Brazil to Impose Tax on Foreign Inflows, Mantega Says

By Adriana Brasileiro and Andre Soliani

Oct. 19 (Bloomberg) -- Brazil will impose taxes on purchases by foreign investors of real-denominated, fixed-income securities and on purchases of stocks, Finance Minister Guido Mantega said.

The measures are being taken “to avoid an excess speculation in the stock market and in capital markets,” Mantega told reporters in Sao Paulo.

The real has gained 35 percent since the beginning of the year, the best performer amid the 16 most traded currencies tracked by Bloomberg. The currency has gained 5.3 percent in the past month.

The central bank started purchasing dollars on May 8 in a bid to temper the real gains. The currency weakened 0.5 percent to 1.7177 per U.S. dollar at 4:28 p.m. New York time.

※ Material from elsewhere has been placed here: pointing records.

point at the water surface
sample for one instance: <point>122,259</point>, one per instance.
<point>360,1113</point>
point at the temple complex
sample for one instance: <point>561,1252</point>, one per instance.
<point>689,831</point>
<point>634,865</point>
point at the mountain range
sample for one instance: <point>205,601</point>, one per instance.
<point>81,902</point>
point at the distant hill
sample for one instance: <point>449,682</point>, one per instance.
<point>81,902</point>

Earlier today, the Brazilian real was cut to “underweight” from “overweight” in RBC Capital Markets’ model portfolio on concern the government would impose new taxes.

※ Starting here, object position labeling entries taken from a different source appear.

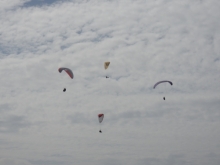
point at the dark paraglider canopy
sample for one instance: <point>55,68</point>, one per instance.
<point>162,82</point>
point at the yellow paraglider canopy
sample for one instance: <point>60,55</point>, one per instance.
<point>106,64</point>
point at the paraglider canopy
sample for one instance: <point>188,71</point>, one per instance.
<point>67,70</point>
<point>162,82</point>
<point>106,64</point>
<point>100,116</point>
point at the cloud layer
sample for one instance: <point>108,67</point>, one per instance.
<point>145,42</point>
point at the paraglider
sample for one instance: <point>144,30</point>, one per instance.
<point>164,81</point>
<point>106,65</point>
<point>68,71</point>
<point>100,117</point>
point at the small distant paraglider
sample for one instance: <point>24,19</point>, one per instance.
<point>100,117</point>
<point>164,81</point>
<point>106,65</point>
<point>68,71</point>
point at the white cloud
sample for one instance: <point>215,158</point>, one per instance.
<point>145,42</point>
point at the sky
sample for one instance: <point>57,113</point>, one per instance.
<point>145,42</point>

Today’s announcement reverses last year’s decision to end such taxes. In October 2008, President Luiz Inacio Lula da Silva eliminated a tax, known locally as IOF, of 1.5 percent on foreign investments in certain financial products and of 0.38 percent on foreign-currency loans.

“Excess global liquidity could lead to an over-appreciation of the real,” Mantega said. That would threaten to hurt the country’s exporters and further fuel demand for imports.

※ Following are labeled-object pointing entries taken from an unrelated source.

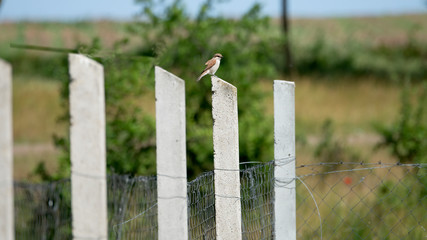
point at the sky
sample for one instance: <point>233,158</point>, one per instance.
<point>72,10</point>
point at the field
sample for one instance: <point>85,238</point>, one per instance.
<point>351,101</point>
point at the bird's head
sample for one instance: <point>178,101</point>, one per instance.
<point>218,55</point>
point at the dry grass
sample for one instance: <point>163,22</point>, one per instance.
<point>353,105</point>
<point>36,109</point>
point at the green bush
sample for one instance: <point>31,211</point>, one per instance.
<point>407,136</point>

Foreign investor will pay a 2 percent tax when they enter the country to buy stocks or fixed-income securities.

In the short term, the measure may help keep the real above 1.7 per U.S. dollar, said Antonio Madeira, chief economist at MCM Consultores Associados Ltd. As the market creates new investment strategies to bypass the tax, the impact in the currency market will be lost, he said.

Mantega said the measures may not lead the real to weaken, but are designed to slow its appreciation and prevent the creation of bubbles in Brazilian markets. “These are to prevent excesses,” he said.

Latin America’s biggest economy has rebounded from its first recession since 2003, powered by local demand. Industrial production expanded in the past eight months, companies resumed hiring and retail sales have returned to pre-crisis levels.

Gross domestic product, after contracting in the last quarter of 2008 and first quarter this year, expanded 1.9 percent in the April-June period from the previous quarter, beating analyst expectations for a 1.7 percent rise. Mantega has said the economy can grow 5 percent next year.

Brazilian central bank President Henrique Meirelles said in an interview last week that emerging-market currencies that have been appreciating as economies recover from a global recession may become volatile as markets overprice assets.

‘Unnecessary Volatility’

Central banks need to “alert investors and markets of the risks of exaggeration in the formation of prices, which can lead to future corrections and create unnecessary volatility,” Meirelles said in the interview in New York.

The real’s gain this year is the largest among the world’s 16 most-traded currencies. The Bovespa stock index rose 1.9 percent today and is up 80 percent this year.

The currency is gaining even as the central bank buys dollars daily in a bid to stem the advance.

Brazil’s international reserves have risen by $26.1 billion this year to $232.2 billion on Oct. 16, according to data compiled by the central bank.

Analysts estimate the real will end the year at 1.75, according to the median of 20 forecasts compiled by Bloomberg.

Brazilian economists raised their year-end forecast for the real to 1.7 from 1.76, according to a weekly central bank survey of about 100 analysts published today.

“We don’t want short-term speculation, we don’t want exaggerations,” Mantega said.